Blogger just seems a little easier to customize for me and what I need to do right now.
Also, I had heard that there were some issues with wordpress and getting spidered properly (I may be wrong on that.).. I figured that since Blogger was owned by Google they either have the search engine end figured out or they will shortly (Again, that could be a wrong assumption)
Anyway, it was one of those times where I went with the thinking of George Patton:
I would rather have a good plan today than a perfect plan two weeks from now -- General George S. PattonI could get blogger up and running quickly for a couple of sites.
Anyone planning on putting up a blog should compare the major choices though
There are some plugins that really help when using Wordpress as a CMS.

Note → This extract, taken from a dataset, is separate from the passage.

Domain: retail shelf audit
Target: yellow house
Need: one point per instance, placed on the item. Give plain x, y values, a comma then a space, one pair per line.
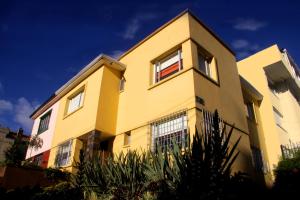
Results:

"Fold Page List" displays a folding page tree. There are also plugins to create static front pages or leave content that is sticky to the front page. There are also some hacks and plugins to make "wordpress seo friendly"
It's almost unlimited what you can do with it.

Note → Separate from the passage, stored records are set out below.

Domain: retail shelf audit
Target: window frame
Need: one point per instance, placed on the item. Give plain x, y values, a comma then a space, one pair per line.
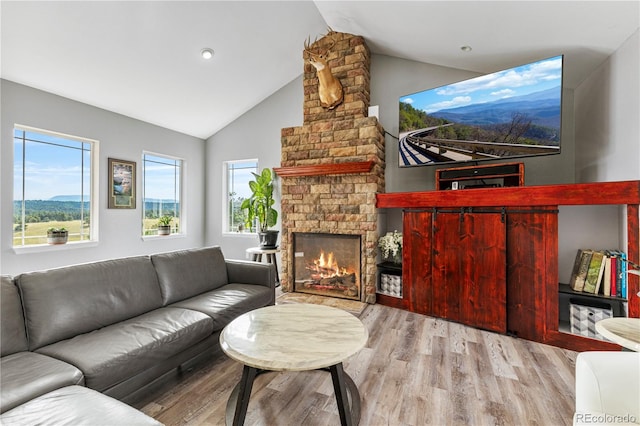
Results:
225, 192
94, 191
182, 228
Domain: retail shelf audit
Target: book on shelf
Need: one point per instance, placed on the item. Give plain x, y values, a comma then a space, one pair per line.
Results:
606, 276
580, 269
623, 275
600, 272
614, 271
595, 272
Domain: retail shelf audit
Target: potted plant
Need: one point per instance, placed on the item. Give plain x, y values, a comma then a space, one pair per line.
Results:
259, 208
391, 246
164, 225
57, 235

If you want to use Blogger with your own domain name, you’ll need a web hosting account. And you’re stuck with their “Classic template” which is another branding hit.
Blogger maintains the blog application automatically. Compare that to WP or Movable Type, where you will need to upgrade every year or so.

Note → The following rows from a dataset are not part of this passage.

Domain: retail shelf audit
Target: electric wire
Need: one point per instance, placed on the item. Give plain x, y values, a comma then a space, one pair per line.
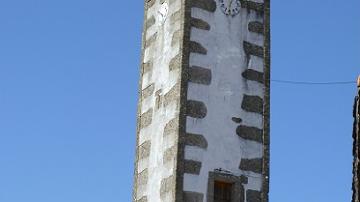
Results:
312, 83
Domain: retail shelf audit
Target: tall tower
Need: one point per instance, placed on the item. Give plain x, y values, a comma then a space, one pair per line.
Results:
356, 147
203, 113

WP and MT are for hands-on people who like to mess with their own code. You can do more design and content customization with them, including build static pages.
As someone who has built a bunch of business, pro-bono, and personal blogs based on MT, I really admire the simplicity of Blogger. It’s like going from a stick shift to a slushbox. But if I was trying to make a more corporate-looking news site – and avoid the MFA look – I’d think hard about spending the extra money and time.
Blogger/blogspot is a simple way to get your message out but because it's "so easy" to set up I have a hard time respecting blogger/blogspot sites. There seems to be a good percentage of them that are splogs (spam blogs) or blogs set up by people who have never had a site before and are thrilled they can put something up on their own. (which is really the target audience for blogger in my mind)
In other words since there's a smaller percentage of "serious/company websites" using blogger I wouldn't want to risk visitors quickly leaving my site because they assume I'm a splog from their past experience. The reality is visitors decide quickly whether they think you have value regardless how much great content you have.
Blogger is a wonderful tool - I just wouldn't put a company site on it. If I wanted a personal or hobby site - it's great. It might also work well if your target group is technically unsavvy since they probably wouldn't notice the difference between Blogger and other options anyway. : )
If you really want to use blogger than my advice is to make sure you have your own domain name. That way if you decide to move your site to a different cms later you don't lose the value of the content and links you have on mycompany.blogspot.com with search engines.
Don't forget drupal.
Wordpress is pretty good for starters, you can find lot of host who will have it preinstalled.
I personally take blogspot article with little bit of skepticism. What kind of legitimate company can't fork few hundred for a website?
Wordpress has other features to make you part of their network. I have no idea whatsoever how much traffic either generate, as I don't blog on either service.
I did try both services to see their features, but didn't really make any posts. Blogspot doesn't come close to wordpress. Development pretty much died when Google took over. Wordpress is a dynamic company. Sometimes I find their ideas and coding fantastic. Other times exasperating.
It should be pointed out, also, if using Blogspot, meta tags are pre-set to "nofollow" on links. Easy to change, however.
Overall, this thread turned out to be rather amusing just to see the different opinions and to find out that I actually know more about blogging than a lot of the commentators.
A blog, for news on a specific topic especially, makes tons of sense. I do one on baseball and one on stocks. They rock. The others are less focused or seasonal.